Tuesday, January 19, 2010

Millionaire's Row to Skid Row



One of the many great tragedies that has befallen Cleveland is the fate of its Euclid Avenuie - the Victorian Millionaire's Row that once boasted more millionaifre's than New York's Fifth Avenue.

From its inception until Worl War I, Euclid Avenue boasted some of the largest city residences in all of North America.  Nor expense was spared, and the lavishness of the lifestyles of rich and famous was mind boggling.  Remember, before teh Rockefellers discovered New York, they dominated Cleveland.

But the Avenue went into a steep decline in the 1920s and by the 1960s it was simply a place you drove through and hoped you didn't need to stop.

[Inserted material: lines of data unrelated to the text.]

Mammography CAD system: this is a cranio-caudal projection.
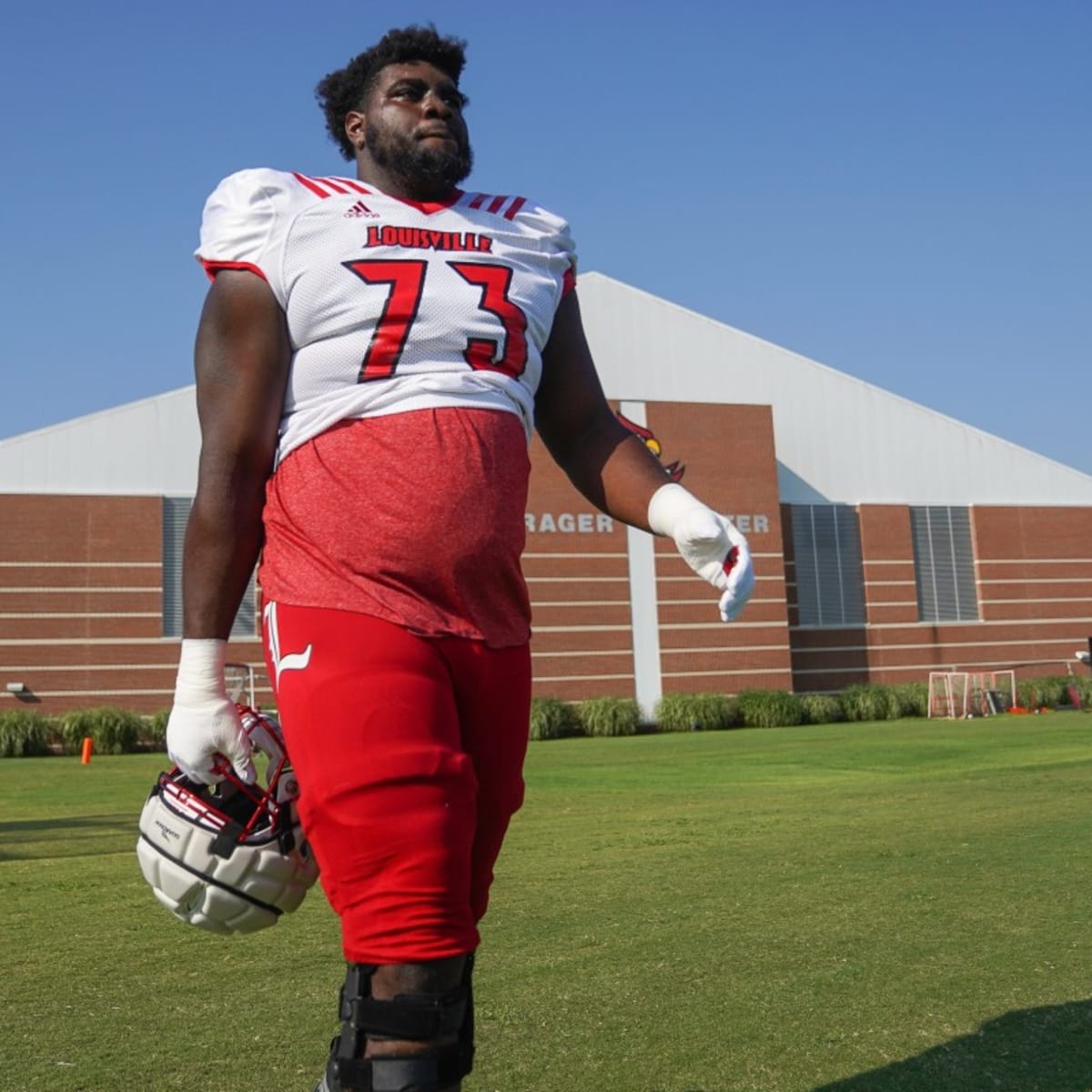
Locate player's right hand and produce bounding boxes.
[167,639,257,785]
[167,694,257,785]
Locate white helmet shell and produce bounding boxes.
[136,708,318,934]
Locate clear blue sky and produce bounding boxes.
[0,0,1092,473]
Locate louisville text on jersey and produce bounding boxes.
[365,224,492,255]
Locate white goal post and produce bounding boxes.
[929,672,967,720]
[929,671,1016,720]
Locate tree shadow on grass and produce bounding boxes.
[0,812,137,861]
[814,1000,1092,1092]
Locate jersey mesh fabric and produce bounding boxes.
[197,169,575,460]
[260,409,531,649]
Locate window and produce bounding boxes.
[793,504,866,626]
[163,497,258,637]
[910,506,978,622]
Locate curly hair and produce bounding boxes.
[315,23,466,160]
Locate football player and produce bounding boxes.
[167,27,753,1092]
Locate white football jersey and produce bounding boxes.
[197,168,575,460]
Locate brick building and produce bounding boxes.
[0,273,1092,712]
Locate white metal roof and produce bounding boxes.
[0,273,1092,506]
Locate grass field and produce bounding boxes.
[0,713,1092,1092]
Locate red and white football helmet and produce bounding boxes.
[136,705,318,934]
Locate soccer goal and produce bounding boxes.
[929,672,967,720]
[967,671,1016,716]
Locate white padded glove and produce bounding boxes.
[167,638,257,785]
[649,481,754,622]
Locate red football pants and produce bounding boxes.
[264,602,531,963]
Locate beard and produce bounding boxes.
[368,122,474,200]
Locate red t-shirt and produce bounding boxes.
[258,409,531,648]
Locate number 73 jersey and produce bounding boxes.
[197,168,575,460]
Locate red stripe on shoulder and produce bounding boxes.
[201,258,268,280]
[336,178,371,193]
[291,170,329,197]
[504,197,528,219]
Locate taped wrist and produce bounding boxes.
[175,637,228,705]
[648,481,709,539]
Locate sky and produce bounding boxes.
[0,0,1092,474]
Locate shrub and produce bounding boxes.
[1016,675,1072,709]
[655,693,739,732]
[580,698,641,736]
[1066,675,1092,711]
[840,682,899,721]
[0,709,53,758]
[140,709,170,752]
[801,693,845,724]
[888,682,929,716]
[60,706,144,754]
[738,690,804,728]
[531,698,583,739]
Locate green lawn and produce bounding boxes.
[0,713,1092,1092]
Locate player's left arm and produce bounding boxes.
[535,291,754,622]
[535,291,666,531]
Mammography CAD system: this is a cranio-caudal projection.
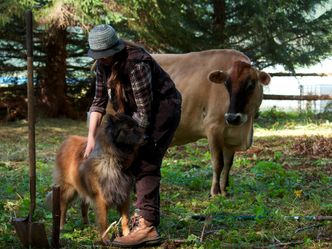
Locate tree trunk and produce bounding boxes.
[39,26,75,118]
[213,0,226,45]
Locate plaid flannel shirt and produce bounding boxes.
[90,62,153,128]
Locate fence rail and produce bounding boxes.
[263,94,332,101]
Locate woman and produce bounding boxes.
[84,25,181,247]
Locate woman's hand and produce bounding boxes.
[83,112,102,159]
[83,137,95,159]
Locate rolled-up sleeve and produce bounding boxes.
[129,62,153,128]
[89,63,108,115]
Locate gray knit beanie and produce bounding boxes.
[88,24,125,59]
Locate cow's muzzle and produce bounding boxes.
[225,112,248,126]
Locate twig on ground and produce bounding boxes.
[295,224,323,233]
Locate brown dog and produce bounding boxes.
[47,114,143,244]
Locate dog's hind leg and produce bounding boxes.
[93,195,111,245]
[118,198,130,236]
[81,200,89,225]
[60,184,77,230]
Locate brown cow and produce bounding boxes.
[153,49,271,195]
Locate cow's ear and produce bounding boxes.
[208,70,228,84]
[258,71,271,85]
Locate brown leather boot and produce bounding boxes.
[112,215,161,247]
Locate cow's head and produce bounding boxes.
[209,61,271,126]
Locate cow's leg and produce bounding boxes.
[220,148,234,196]
[81,200,89,225]
[208,135,224,196]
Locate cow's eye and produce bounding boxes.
[247,80,256,90]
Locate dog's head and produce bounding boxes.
[102,113,144,154]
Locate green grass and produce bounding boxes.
[0,110,332,249]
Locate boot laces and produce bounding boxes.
[130,214,144,231]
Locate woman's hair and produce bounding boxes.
[107,49,127,112]
[107,41,141,112]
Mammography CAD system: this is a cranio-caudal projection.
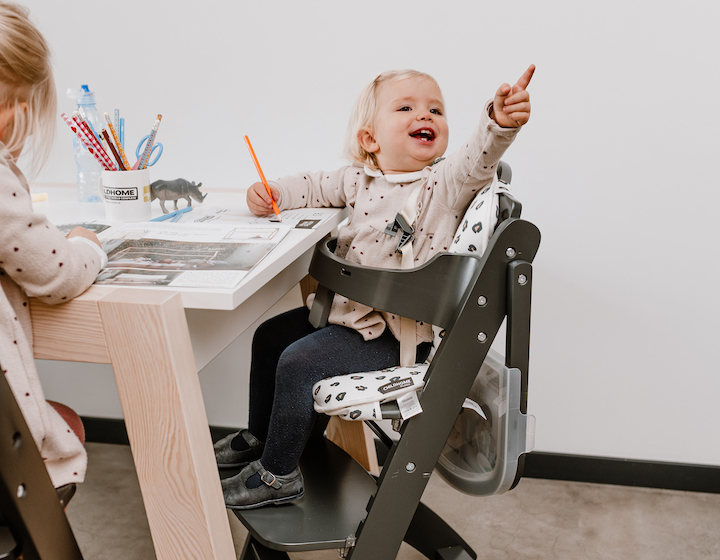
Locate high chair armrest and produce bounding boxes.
[309,237,481,327]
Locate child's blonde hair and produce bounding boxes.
[0,2,57,172]
[345,70,440,169]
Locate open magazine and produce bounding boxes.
[58,206,335,289]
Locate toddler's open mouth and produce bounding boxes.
[410,128,435,142]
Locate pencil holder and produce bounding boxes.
[99,169,150,222]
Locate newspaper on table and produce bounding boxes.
[76,222,291,288]
[58,207,336,289]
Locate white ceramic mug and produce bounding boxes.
[99,169,150,222]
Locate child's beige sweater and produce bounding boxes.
[273,105,518,343]
[0,147,106,487]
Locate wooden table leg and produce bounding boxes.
[98,289,235,560]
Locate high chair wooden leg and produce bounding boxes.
[325,416,380,475]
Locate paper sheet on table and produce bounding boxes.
[180,207,337,229]
[96,222,291,288]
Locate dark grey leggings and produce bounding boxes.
[248,307,430,475]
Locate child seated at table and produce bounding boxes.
[0,2,107,488]
[215,66,535,509]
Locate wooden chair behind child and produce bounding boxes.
[0,368,82,560]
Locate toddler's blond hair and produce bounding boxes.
[0,2,57,173]
[345,70,440,169]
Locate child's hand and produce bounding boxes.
[66,226,102,247]
[492,64,535,128]
[247,183,280,216]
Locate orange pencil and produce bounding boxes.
[245,136,282,222]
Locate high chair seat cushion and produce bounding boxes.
[313,363,428,420]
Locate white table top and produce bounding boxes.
[31,183,345,310]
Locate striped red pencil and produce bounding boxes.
[72,113,117,171]
[60,113,110,171]
[101,128,127,171]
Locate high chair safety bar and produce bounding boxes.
[0,366,82,560]
[310,217,540,560]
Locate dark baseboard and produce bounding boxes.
[82,417,720,494]
[523,452,720,494]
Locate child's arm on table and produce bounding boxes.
[247,166,352,216]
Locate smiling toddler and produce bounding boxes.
[215,66,535,509]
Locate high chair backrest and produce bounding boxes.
[0,368,82,560]
[235,162,540,560]
[310,211,540,558]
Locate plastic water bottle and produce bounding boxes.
[67,85,105,202]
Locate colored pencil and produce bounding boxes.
[245,136,282,222]
[72,111,117,171]
[105,113,130,171]
[101,128,127,171]
[133,115,162,169]
[60,113,114,169]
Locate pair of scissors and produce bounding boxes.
[135,134,162,167]
[149,206,192,222]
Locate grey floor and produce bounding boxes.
[68,443,720,560]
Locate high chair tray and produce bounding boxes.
[233,438,377,552]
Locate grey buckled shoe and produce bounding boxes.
[213,430,265,469]
[222,460,305,509]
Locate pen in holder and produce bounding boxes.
[99,169,150,222]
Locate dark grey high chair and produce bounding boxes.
[234,163,540,560]
[0,368,82,560]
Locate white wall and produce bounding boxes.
[30,0,720,465]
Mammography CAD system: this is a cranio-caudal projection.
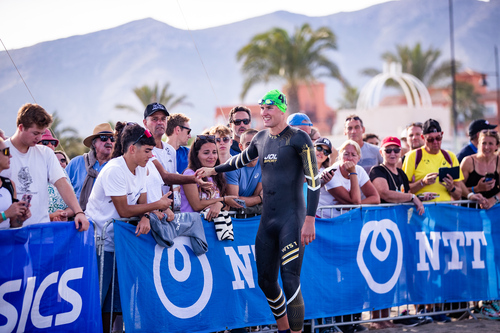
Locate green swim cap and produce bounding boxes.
[259,89,286,113]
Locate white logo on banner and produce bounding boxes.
[153,237,213,319]
[356,219,403,294]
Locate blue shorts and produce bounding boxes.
[97,252,122,313]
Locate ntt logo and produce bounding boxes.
[356,219,403,294]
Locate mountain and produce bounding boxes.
[0,0,500,136]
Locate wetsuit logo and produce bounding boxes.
[264,154,278,163]
[356,219,403,294]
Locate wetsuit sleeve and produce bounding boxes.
[215,137,259,173]
[299,135,321,216]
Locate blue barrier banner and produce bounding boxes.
[0,222,102,332]
[115,205,500,332]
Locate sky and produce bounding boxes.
[0,0,400,51]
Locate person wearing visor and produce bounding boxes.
[402,119,464,201]
[196,90,320,332]
[66,123,115,210]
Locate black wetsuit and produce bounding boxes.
[215,126,320,331]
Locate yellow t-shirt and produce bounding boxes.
[403,148,464,201]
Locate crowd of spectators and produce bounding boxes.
[0,103,500,332]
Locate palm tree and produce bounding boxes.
[361,43,461,87]
[236,24,344,113]
[115,82,191,114]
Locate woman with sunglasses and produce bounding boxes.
[460,130,500,208]
[210,125,233,164]
[370,136,424,215]
[181,135,236,221]
[0,138,31,229]
[323,140,380,218]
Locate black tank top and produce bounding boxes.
[465,156,500,199]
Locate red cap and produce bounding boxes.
[380,136,401,148]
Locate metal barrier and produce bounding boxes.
[95,200,484,333]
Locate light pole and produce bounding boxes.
[481,45,500,124]
[448,0,458,148]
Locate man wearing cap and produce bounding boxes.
[229,106,252,156]
[196,90,320,332]
[403,119,464,201]
[0,103,89,231]
[344,114,382,174]
[457,119,497,163]
[66,123,115,210]
[286,112,312,135]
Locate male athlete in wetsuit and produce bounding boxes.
[196,90,320,332]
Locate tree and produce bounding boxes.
[115,82,191,114]
[361,43,461,87]
[50,111,88,159]
[236,24,344,113]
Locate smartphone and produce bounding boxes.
[21,193,33,206]
[484,173,495,182]
[234,199,247,208]
[417,193,439,200]
[439,166,460,182]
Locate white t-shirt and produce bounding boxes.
[146,157,163,203]
[85,156,147,252]
[322,163,370,218]
[0,139,65,225]
[153,141,177,173]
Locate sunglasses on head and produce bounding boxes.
[316,146,332,155]
[384,148,401,154]
[233,119,250,126]
[179,125,191,135]
[38,140,57,146]
[132,130,152,146]
[99,135,115,142]
[215,136,231,143]
[426,135,443,143]
[196,135,215,142]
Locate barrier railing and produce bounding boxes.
[96,200,492,332]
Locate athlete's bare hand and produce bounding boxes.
[195,167,217,178]
[300,216,316,245]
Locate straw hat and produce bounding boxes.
[83,123,113,148]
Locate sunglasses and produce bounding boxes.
[132,130,152,146]
[215,136,231,143]
[426,135,443,143]
[316,146,332,155]
[384,148,401,154]
[38,140,57,146]
[179,125,191,135]
[233,119,250,126]
[99,135,115,142]
[196,135,215,142]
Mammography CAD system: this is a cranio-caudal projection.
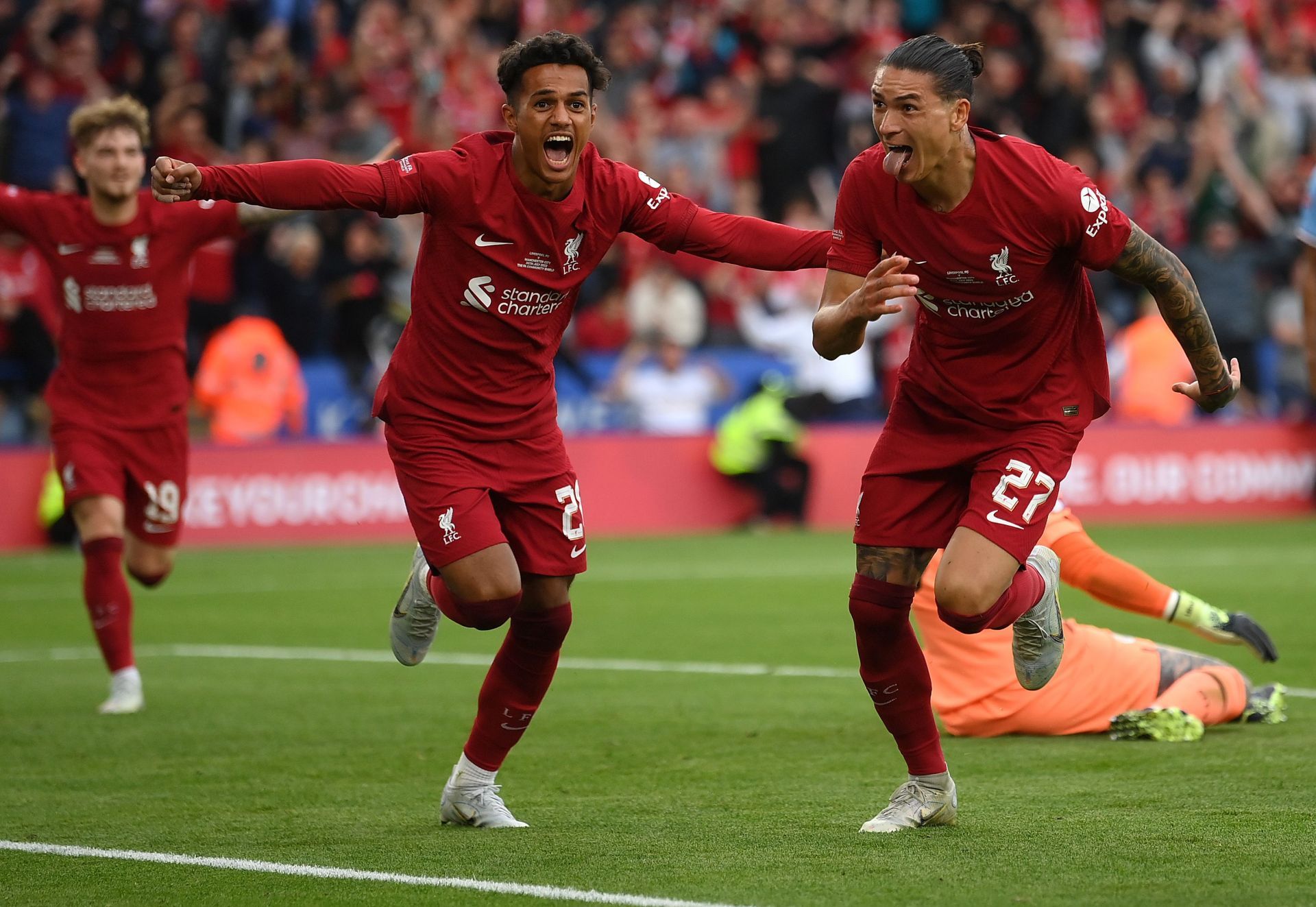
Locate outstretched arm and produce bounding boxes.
[1110,223,1241,412]
[151,158,388,213]
[231,138,403,228]
[1302,246,1316,400]
[678,208,831,271]
[814,256,918,359]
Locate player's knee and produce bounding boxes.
[127,564,173,588]
[936,574,1000,618]
[511,602,571,651]
[456,592,521,629]
[73,495,123,541]
[126,545,173,588]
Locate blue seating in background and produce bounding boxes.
[302,356,370,439]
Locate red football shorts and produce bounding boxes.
[385,425,585,577]
[50,419,187,548]
[854,398,1083,564]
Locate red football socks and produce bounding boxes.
[937,564,1046,633]
[463,602,571,771]
[83,537,133,671]
[429,572,521,629]
[850,575,946,775]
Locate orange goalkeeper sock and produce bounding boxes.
[1152,665,1247,725]
[1051,532,1179,620]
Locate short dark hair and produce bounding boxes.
[498,32,612,100]
[878,34,983,101]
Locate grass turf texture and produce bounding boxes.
[0,521,1316,907]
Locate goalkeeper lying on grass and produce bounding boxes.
[913,503,1286,741]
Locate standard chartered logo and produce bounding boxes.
[916,289,1033,322]
[462,275,568,317]
[462,276,494,312]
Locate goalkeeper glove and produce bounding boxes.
[1169,591,1279,661]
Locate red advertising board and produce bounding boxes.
[0,422,1316,551]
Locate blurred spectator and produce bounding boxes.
[1110,295,1200,425]
[609,338,731,435]
[574,287,631,353]
[195,315,306,444]
[626,256,707,346]
[735,271,894,421]
[0,232,59,444]
[758,43,836,220]
[708,375,809,525]
[265,223,329,358]
[0,0,1316,439]
[5,70,77,190]
[324,216,398,396]
[1182,215,1266,412]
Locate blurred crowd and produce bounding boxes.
[0,0,1316,439]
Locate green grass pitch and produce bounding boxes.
[0,521,1316,907]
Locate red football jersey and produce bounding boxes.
[828,128,1132,429]
[200,132,829,441]
[0,186,239,428]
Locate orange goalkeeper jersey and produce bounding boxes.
[913,507,1160,736]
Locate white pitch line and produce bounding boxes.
[0,644,1316,699]
[0,645,857,679]
[0,840,763,907]
[4,548,1308,602]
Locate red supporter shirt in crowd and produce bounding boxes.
[200,132,828,441]
[0,186,239,428]
[828,128,1132,429]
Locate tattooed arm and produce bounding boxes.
[1110,223,1240,412]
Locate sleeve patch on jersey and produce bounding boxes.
[1077,186,1110,237]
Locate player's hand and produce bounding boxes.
[362,137,403,165]
[151,158,202,202]
[845,256,918,322]
[1170,359,1242,412]
[1170,592,1279,661]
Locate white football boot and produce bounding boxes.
[438,764,529,828]
[1012,545,1064,690]
[860,773,960,833]
[96,668,146,715]
[388,545,439,668]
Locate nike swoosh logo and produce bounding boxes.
[987,511,1024,529]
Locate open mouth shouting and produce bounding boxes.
[544,132,575,173]
[881,145,913,179]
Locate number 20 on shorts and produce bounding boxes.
[991,459,1056,522]
[555,482,584,541]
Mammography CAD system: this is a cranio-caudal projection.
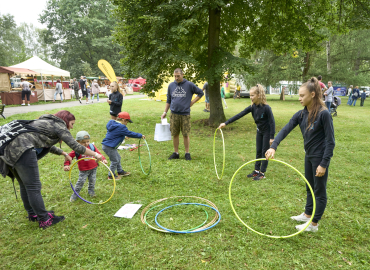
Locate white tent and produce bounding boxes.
[11,56,71,77]
[11,55,71,101]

This image is especially sad. 

Taken in 1966 (and purloined from the Cleveland Memory Project's Clay Herrick Slide Collection) this image shows the former colonial revival home Cleveland Attorney Andrew Squire primed for demolition for construction of a lodge hall.  The house - which looks an awful lot like Twelve Oaks after the Yankees got done with it - had spent part of its life as the headquarters of the Cleveland office of the American Red Cross and as a smörgåsbord type restaurant after the Squires moved to the Heights and places on the far east side.  I'm not sure whose stone home was to its west, but I can tell you that when it was built it was gray - the blacking of the stones is the result of 50 years of air pollution on the pourouse stone blocks.